Background: Tyrosine kinase inhibitors (TKIs) targeting BCR-ABL1 kinase are effective in treating chronic myeloid leukemia (CML), but TKI resistance occurs in a significant number of patients, and the underlying molecular mechanisms of this resistance remain largely unknown. As an oncomiR, microRNA-21(miR-21) functions directly in drug resistance, but its relationship with TKI resistance in CML is rarely reported. As a novel and effective gene editing tool, clustered regularly interspaced short palindromic repeats–CRISPR-associated protein 9(CRISPR/Cas9) has certain advantages in completely knocking out target genes at the gene level.
Methods: We successfully constructed lentiviruses LV-VMP1-sgRNA (045001) and human chronic myeloid leukemia K562 cells were transducted with them. Single-cell-derived clones were screened for miR-21 deletion by genomic DNA PCR and Sanger sequence. RQ-PCR assays was used to confirm the knockout of miR-21. 3-(4,5-dimethyl-2-thiazolyl)-2, 5-diphenyl-2-H-tetrazolium bromide(MTT) and colony formation assays were applied to assess the cell growth inhibition. Imatinib and dasatinib sensitivity was determined by MTT assay and Annexin-V APC/7-AAD double staining flow cytometry. Western blot assay was performed to measure the levels of Phosphatase and tensin homolog(PTEN), Phosphatidylinositol 3-kinase(PI3K), Serine/threonine Kinase(AKT), p-AKT, BCR-ABL(P210), p-BCR-ABL (p-P210) .

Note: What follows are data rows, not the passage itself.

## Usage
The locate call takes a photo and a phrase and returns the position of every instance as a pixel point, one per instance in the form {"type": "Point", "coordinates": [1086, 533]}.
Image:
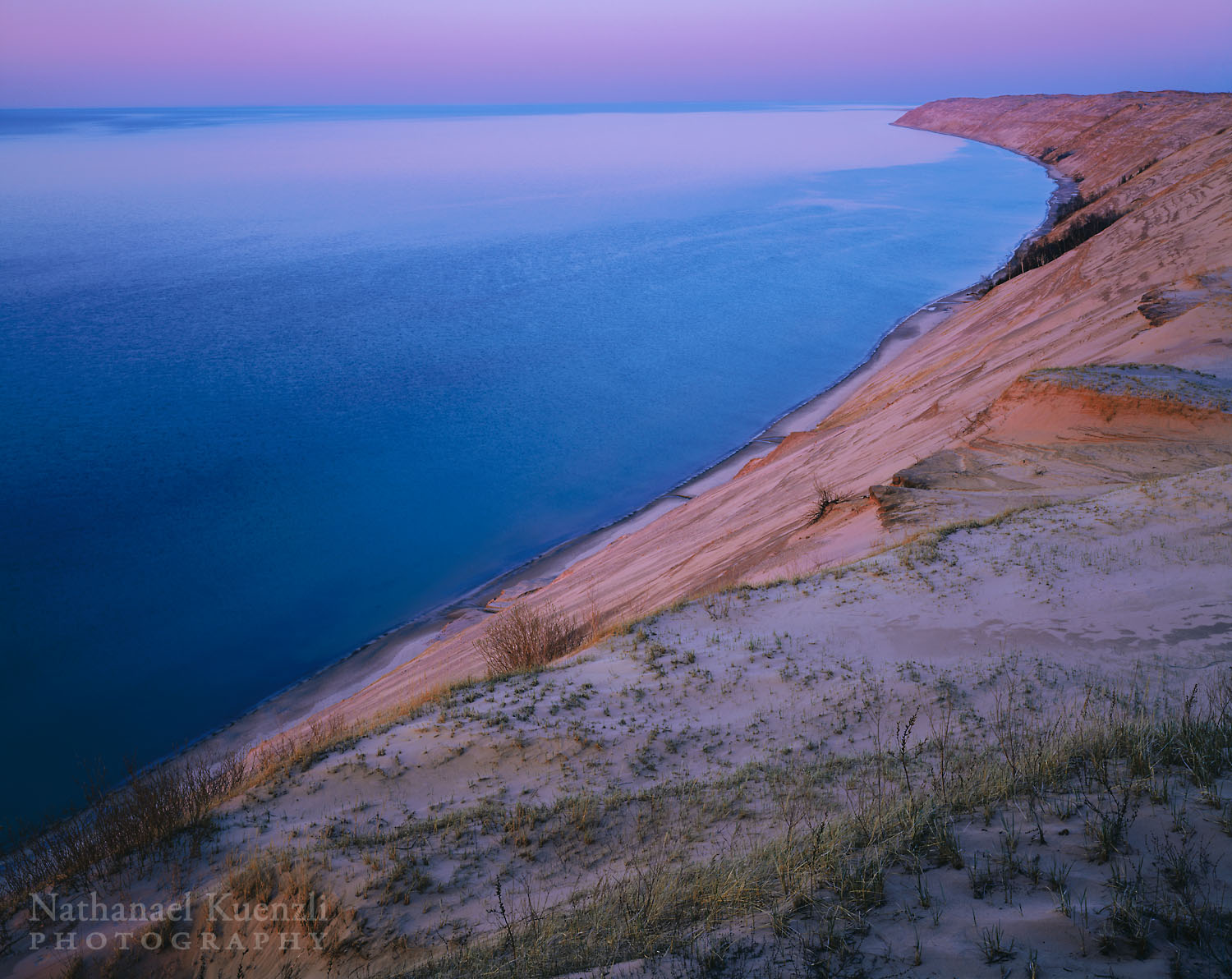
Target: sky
{"type": "Point", "coordinates": [433, 52]}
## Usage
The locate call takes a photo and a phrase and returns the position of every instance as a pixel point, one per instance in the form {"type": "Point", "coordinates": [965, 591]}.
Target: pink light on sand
{"type": "Point", "coordinates": [172, 52]}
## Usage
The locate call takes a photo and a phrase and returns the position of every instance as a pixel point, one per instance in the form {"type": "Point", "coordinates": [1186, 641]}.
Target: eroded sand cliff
{"type": "Point", "coordinates": [1156, 287]}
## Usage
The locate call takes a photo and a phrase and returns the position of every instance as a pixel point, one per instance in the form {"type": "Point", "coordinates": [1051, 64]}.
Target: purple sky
{"type": "Point", "coordinates": [319, 52]}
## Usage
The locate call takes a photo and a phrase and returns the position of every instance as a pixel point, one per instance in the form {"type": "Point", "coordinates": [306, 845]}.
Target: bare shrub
{"type": "Point", "coordinates": [825, 499]}
{"type": "Point", "coordinates": [525, 638]}
{"type": "Point", "coordinates": [145, 814]}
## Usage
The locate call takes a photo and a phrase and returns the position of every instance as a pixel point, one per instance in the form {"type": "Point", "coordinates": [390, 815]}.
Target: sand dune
{"type": "Point", "coordinates": [975, 718]}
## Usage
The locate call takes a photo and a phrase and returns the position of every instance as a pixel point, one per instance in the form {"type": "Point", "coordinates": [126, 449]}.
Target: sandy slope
{"type": "Point", "coordinates": [1083, 308]}
{"type": "Point", "coordinates": [1039, 535]}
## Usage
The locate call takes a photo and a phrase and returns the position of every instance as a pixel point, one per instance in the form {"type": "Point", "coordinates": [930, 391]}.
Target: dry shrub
{"type": "Point", "coordinates": [145, 814]}
{"type": "Point", "coordinates": [825, 499]}
{"type": "Point", "coordinates": [525, 638]}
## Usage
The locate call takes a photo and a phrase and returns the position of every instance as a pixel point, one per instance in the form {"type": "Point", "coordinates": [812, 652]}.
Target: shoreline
{"type": "Point", "coordinates": [347, 676]}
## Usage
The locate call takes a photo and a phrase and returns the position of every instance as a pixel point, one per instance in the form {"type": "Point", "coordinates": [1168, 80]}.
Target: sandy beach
{"type": "Point", "coordinates": [971, 717]}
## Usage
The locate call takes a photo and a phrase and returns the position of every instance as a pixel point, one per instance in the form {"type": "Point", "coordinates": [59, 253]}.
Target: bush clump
{"type": "Point", "coordinates": [525, 638]}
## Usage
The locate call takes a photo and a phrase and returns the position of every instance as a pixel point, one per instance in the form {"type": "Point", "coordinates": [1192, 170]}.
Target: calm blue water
{"type": "Point", "coordinates": [274, 384]}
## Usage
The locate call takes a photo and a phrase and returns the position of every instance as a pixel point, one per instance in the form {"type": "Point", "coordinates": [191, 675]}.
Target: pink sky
{"type": "Point", "coordinates": [318, 52]}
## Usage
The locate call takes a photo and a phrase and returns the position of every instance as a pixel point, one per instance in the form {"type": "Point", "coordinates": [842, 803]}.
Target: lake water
{"type": "Point", "coordinates": [274, 382]}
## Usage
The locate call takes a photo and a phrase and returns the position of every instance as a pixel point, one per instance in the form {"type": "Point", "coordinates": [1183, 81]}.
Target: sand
{"type": "Point", "coordinates": [1037, 535]}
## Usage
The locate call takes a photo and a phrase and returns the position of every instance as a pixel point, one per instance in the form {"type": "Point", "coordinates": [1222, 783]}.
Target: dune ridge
{"type": "Point", "coordinates": [1161, 157]}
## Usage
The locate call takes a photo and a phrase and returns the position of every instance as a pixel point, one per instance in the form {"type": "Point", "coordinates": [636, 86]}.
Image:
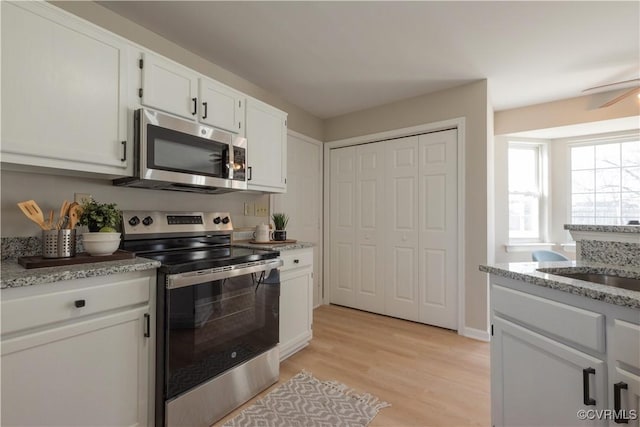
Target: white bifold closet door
{"type": "Point", "coordinates": [393, 228]}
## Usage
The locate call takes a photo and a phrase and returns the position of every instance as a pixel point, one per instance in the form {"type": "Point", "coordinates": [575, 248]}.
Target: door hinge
{"type": "Point", "coordinates": [147, 325]}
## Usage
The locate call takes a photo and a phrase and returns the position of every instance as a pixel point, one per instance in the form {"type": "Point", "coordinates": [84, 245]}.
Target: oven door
{"type": "Point", "coordinates": [215, 320]}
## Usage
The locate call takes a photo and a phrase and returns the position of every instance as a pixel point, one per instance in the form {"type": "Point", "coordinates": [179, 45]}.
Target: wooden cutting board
{"type": "Point", "coordinates": [273, 242]}
{"type": "Point", "coordinates": [81, 258]}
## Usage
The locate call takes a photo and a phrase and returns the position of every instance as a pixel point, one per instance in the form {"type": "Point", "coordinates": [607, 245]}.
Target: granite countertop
{"type": "Point", "coordinates": [273, 247]}
{"type": "Point", "coordinates": [603, 228]}
{"type": "Point", "coordinates": [528, 272]}
{"type": "Point", "coordinates": [13, 275]}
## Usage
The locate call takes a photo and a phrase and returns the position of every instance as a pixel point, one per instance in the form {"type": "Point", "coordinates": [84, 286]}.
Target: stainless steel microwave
{"type": "Point", "coordinates": [180, 155]}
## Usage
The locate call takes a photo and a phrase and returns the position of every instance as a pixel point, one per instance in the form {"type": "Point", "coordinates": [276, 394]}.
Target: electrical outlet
{"type": "Point", "coordinates": [262, 210]}
{"type": "Point", "coordinates": [81, 197]}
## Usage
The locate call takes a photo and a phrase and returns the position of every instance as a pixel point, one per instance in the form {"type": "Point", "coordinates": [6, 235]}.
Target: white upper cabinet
{"type": "Point", "coordinates": [173, 88]}
{"type": "Point", "coordinates": [169, 87]}
{"type": "Point", "coordinates": [63, 92]}
{"type": "Point", "coordinates": [221, 106]}
{"type": "Point", "coordinates": [266, 131]}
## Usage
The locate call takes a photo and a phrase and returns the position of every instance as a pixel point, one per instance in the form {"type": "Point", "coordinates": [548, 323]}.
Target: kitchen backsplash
{"type": "Point", "coordinates": [50, 190]}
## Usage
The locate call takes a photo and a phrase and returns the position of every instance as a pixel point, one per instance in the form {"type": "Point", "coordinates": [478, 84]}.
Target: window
{"type": "Point", "coordinates": [605, 181]}
{"type": "Point", "coordinates": [525, 191]}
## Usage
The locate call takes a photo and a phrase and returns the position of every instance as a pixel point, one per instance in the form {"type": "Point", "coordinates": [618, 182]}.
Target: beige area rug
{"type": "Point", "coordinates": [305, 401]}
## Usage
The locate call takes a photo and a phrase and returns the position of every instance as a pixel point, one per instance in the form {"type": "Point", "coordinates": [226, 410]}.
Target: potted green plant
{"type": "Point", "coordinates": [102, 220]}
{"type": "Point", "coordinates": [280, 221]}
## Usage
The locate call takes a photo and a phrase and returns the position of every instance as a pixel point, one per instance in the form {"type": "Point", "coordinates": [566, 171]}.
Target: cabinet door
{"type": "Point", "coordinates": [627, 387]}
{"type": "Point", "coordinates": [296, 301]}
{"type": "Point", "coordinates": [221, 106]}
{"type": "Point", "coordinates": [168, 86]}
{"type": "Point", "coordinates": [63, 91]}
{"type": "Point", "coordinates": [625, 372]}
{"type": "Point", "coordinates": [267, 147]}
{"type": "Point", "coordinates": [92, 372]}
{"type": "Point", "coordinates": [537, 381]}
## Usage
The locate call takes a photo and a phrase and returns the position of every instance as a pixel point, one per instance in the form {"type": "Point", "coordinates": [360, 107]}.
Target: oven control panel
{"type": "Point", "coordinates": [136, 223]}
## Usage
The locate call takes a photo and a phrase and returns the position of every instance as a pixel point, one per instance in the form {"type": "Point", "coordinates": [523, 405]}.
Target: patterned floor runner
{"type": "Point", "coordinates": [305, 401]}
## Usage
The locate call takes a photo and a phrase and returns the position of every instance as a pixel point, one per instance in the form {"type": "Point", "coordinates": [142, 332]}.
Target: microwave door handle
{"type": "Point", "coordinates": [230, 162]}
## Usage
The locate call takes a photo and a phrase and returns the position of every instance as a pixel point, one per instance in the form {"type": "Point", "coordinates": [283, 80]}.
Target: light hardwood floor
{"type": "Point", "coordinates": [431, 376]}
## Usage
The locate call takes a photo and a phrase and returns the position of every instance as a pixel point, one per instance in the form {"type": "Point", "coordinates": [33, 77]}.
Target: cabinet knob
{"type": "Point", "coordinates": [617, 402]}
{"type": "Point", "coordinates": [587, 399]}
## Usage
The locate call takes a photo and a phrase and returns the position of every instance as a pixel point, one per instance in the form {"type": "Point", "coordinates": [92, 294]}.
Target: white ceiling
{"type": "Point", "coordinates": [334, 57]}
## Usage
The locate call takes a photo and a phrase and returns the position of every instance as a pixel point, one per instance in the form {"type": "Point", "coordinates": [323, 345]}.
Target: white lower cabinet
{"type": "Point", "coordinates": [79, 354]}
{"type": "Point", "coordinates": [559, 359]}
{"type": "Point", "coordinates": [296, 300]}
{"type": "Point", "coordinates": [625, 371]}
{"type": "Point", "coordinates": [538, 380]}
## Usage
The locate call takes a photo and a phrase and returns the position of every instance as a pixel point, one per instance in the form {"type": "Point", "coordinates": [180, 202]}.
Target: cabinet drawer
{"type": "Point", "coordinates": [56, 306]}
{"type": "Point", "coordinates": [626, 343]}
{"type": "Point", "coordinates": [296, 259]}
{"type": "Point", "coordinates": [572, 324]}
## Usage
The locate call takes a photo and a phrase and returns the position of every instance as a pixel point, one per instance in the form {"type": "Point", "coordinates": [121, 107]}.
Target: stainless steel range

Result: miR-21 knockout inhibited proliferation of K562 cells, promoted their apoptosis and increased their sensitivity to dasatinib. Further mechanism studies suggest that this is achieved by inhibiting the PI3K/AKT signaling pathway and destroying BCR-ABL.
Conclusions: Our study reveals the efficacy of CRISPR/Cas9 gene editing to miR-21 in K562 and indicates miR-21 as a potential target in sensitizing dasatinib treatment for CML patients with pool response to the TKI targeting therapy.